Donald Trump has come under fire for saying he saw some New Jersey residents celebrating the terrorist attacks of Sept. 11, 2001, a claim that has been questioned by various fact-checkers.
Polls released this weekend show Trump is, by far, the most trusted GOP candidate to tackle the threat of terrorism in the United States, and more Republicans see Trump as honest and trustworthy than don’t. But Trump is facing scrutiny over the accuracy of two comments he made this weekend, including the one about Sept. 11, as well as another on race.
“I watched in Jersey City, New Jersey, where thousands and thousands of people were cheering as that building was coming down,” he said in a speech Saturday. “Thousands of people were cheering.”
Then Trump doubled-down Sunday on his assertion to ABC News’ George Stephanopoulos on “This Week.”
“It was well covered at the time, George,” Trump said. “There were people over in New Jersey that were watching it, a heavy Arab population, that were cheering as the buildings came down.”
The Washington Post fact-checker called the claim “outrageous” and gave Trump four “Pinocchios,” its worst rating.
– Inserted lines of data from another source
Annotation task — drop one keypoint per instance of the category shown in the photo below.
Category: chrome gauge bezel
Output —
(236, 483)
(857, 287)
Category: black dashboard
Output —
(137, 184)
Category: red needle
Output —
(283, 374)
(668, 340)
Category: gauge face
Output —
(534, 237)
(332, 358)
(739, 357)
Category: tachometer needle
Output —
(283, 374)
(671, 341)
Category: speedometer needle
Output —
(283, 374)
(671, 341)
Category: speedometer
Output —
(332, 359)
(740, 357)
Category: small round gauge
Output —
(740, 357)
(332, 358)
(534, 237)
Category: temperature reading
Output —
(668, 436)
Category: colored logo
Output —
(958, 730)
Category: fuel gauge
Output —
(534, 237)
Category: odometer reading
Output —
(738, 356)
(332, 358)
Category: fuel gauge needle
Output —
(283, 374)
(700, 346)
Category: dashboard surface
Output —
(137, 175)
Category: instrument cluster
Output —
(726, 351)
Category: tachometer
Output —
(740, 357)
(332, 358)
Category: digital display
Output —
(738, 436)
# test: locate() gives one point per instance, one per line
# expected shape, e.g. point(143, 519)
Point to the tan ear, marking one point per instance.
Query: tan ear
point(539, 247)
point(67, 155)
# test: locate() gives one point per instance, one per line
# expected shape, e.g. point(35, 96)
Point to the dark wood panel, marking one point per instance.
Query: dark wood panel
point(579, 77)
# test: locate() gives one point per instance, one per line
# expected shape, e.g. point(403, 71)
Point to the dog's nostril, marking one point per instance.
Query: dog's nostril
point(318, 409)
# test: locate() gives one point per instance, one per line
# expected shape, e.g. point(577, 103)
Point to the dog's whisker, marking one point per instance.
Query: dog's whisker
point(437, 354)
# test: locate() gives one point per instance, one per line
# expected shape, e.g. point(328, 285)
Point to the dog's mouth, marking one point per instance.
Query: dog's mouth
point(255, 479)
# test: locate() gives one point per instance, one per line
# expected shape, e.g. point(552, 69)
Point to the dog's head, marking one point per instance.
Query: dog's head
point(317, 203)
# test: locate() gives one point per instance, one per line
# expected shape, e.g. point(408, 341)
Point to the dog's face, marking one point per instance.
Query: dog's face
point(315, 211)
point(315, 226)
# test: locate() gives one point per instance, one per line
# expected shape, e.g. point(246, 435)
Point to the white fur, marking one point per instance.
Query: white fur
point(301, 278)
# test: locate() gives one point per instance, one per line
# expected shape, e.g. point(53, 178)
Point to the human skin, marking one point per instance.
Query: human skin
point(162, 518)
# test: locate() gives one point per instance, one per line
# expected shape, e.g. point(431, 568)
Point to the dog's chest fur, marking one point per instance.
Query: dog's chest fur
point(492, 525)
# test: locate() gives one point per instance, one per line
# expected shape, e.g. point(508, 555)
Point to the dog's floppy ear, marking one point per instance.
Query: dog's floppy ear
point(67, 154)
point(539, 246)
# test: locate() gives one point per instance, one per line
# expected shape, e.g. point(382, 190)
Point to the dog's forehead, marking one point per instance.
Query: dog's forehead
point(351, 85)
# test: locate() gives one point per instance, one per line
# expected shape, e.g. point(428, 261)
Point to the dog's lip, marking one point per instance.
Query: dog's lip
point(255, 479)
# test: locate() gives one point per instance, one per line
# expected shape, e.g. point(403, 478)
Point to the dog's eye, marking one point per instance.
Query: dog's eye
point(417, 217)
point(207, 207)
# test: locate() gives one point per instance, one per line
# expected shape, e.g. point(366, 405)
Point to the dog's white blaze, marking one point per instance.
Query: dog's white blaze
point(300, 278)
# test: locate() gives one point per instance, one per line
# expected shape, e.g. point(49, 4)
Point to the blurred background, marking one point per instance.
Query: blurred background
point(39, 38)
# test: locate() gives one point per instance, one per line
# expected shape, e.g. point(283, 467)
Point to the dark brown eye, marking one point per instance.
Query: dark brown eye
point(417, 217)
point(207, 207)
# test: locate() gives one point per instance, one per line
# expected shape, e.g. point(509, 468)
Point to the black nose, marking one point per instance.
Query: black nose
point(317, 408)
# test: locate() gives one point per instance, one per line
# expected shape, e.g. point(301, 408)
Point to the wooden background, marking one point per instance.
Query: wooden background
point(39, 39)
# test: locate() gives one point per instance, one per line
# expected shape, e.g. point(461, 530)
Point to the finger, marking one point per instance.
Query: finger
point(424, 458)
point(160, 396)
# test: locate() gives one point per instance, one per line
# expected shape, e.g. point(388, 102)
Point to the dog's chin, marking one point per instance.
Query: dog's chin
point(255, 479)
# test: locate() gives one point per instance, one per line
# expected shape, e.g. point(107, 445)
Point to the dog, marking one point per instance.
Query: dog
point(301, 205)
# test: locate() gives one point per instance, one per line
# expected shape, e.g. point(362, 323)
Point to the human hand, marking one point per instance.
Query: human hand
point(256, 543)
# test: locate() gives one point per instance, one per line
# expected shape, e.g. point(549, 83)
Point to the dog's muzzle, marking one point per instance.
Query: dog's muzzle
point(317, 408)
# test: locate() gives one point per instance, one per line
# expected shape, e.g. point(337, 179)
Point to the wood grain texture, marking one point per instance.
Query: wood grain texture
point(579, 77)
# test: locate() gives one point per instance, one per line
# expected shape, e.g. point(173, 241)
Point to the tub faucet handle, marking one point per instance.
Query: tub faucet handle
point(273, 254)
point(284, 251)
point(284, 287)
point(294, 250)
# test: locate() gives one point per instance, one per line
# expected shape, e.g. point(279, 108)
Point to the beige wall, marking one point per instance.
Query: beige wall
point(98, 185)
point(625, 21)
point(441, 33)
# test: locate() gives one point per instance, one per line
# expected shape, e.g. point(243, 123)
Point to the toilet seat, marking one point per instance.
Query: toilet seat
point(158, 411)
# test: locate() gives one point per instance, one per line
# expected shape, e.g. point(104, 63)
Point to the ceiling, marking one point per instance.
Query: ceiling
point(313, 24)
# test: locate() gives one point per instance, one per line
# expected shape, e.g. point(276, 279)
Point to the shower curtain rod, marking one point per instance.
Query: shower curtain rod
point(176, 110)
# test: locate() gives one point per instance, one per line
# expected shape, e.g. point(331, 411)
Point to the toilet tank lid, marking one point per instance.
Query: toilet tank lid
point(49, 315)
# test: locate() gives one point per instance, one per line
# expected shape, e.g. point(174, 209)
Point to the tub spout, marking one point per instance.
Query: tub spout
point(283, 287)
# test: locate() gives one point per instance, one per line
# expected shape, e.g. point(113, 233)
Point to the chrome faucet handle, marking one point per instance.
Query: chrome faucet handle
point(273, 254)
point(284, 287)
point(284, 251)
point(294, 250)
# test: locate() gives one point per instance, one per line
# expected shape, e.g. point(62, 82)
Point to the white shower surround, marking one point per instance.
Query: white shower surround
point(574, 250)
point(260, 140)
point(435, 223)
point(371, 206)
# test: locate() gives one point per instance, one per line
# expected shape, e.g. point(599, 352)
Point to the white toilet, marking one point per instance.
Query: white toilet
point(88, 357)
Meanwhile, the independent fact-checking website, Politifact, concluded: “Trump’s recollection of events in New Jersey in the hours after the Sept. 11, 2001, terrorist attacks flies in the face of all the evidence we could find. We rate this statement Pants on Fire.”
(Several media organizations have been unsuccessful in trying to verify Trump’s assertion.)
But rather than rattle his supporters, the questionable comments seem to embolden them.
Forty-two percent of Republicans say they trust Trump the most to handle the threat of terrorism, according to an ABC News-Washington Post poll Sunday. Jeb Bush comes in second with only 18 percent, less than half of Trump’s support.
But the Sept. 11 claim wasn’t the only controversial one the New York real estate mogul made in recent days. Trump, 69, tweeted Sunday afternoon this image of a masked man holding a gun along with several statistics about homicides by race.
The graphic does not match official statistics from an FBI report in 2014, which shows that 82 percent of whites were killed by other whites. Black Americans were responsible for 15 percent of white slayings.
Nevertheless, Trump comes in second when GOP voters are asked who is most honest and trustworthy, according to the same ABC-Post poll. Twenty-three percent of Republican voters say Trump is most honest and trustworthy behind only Ben Carson, who garners 34 percent, but ahead of Rubio, Bush and Cruz, who have less than half of Trump’s support. Including the Democrats, however, the same ABC-Post poll this weekend shows front-runner Hillary Clinton with an 8-point lead over Trump in trust to handle the threat of terrorism.
But, according to a Fox News poll out Sunday, Trump has a positive-24 percent net honest and trustworthy rating among Republicans.
And his supporters are sticking by his side.
Almost half of Republicans also back Trump as the candidate who could best bring change to Washington, more than doubling Carson, his next closest rival. Trump also leads Republican rivals on other issues like the economy.